Tu étais une version de blanche neige au masculin. Ta peau était fort blanche face au contraste de tes cheveux noirs corbeaux qui semblaient lui faire un pied de nez. J'étais aussi fascinée par tes sourcils incroyablement bien dessinés : dans ton physique l'orient et l'occident se  mélangeaient de façon détonnante.  Je ne suis pas tout de suite tombée amoureuse de ce physique, il m'aura fallu trois semaines. Lors de nos tous premiers pas de danse je n'ai pas fait attention à ce à quoi tu ressemblais ; j'étais trop occupée de moi-même. Le fait que tu veuilles bien t'intéresser à moi était comme un miroir tendu sur mon visage et mon corps, et qui me disait " ne t'en fais pas, tu n'es pas si mal que ça ". Le fait que quelqu'un s'intéresse à moi me suffisait, ça me rendait belle. Au bout de trois semaines le fait que tu t'intéresses à moi t'avait rendu beau à mes yeux, à mes yeux tu étais le seul physique qui existait, j'ai même trouvé du charme à tes oreilles décollées, grâce à elles je te voyais venir de loin. Ensuite je me suis mise à apprécier ton allure, ta façon de marcher, la façon que tu avais de porter des cigarettes à ta bouche, de recracher la fumée puis de garder le silence.
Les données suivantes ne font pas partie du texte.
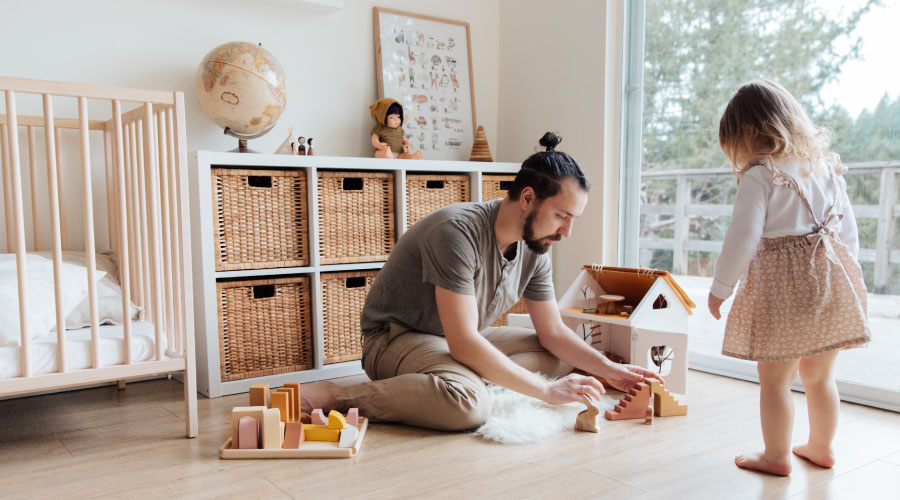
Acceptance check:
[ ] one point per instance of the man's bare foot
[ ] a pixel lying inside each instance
(822, 458)
(319, 395)
(758, 461)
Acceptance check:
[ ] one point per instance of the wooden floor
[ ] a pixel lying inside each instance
(105, 443)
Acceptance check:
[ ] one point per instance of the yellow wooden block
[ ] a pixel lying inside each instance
(321, 433)
(336, 421)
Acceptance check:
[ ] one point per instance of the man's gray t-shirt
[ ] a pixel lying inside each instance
(455, 248)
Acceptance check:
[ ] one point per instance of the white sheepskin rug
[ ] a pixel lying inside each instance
(516, 418)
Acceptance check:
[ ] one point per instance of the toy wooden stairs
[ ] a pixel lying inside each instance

Il m'est arrivé souvent de me perdre dans le noir sans relief de tes cheveux, de m'oublier dans tes bras un peu musclés. 

 

Un jour j'ai remarqué que tu avais les yeux fort rouges, je t'ai dit alors qu'il fallait que tu fumes moins car la fumée te faisait mal aux yeux . Devant ma candeur tu as souri ; à cette époque je ne savais même pas ce qu'était un joint. Non je ne peux vraiment pas en vouloir à mon père, après tout la troisième fois que tu es réapparu dans ma vie, les prédictions de mon père se sont avérés juste : tu avais fait de la prison.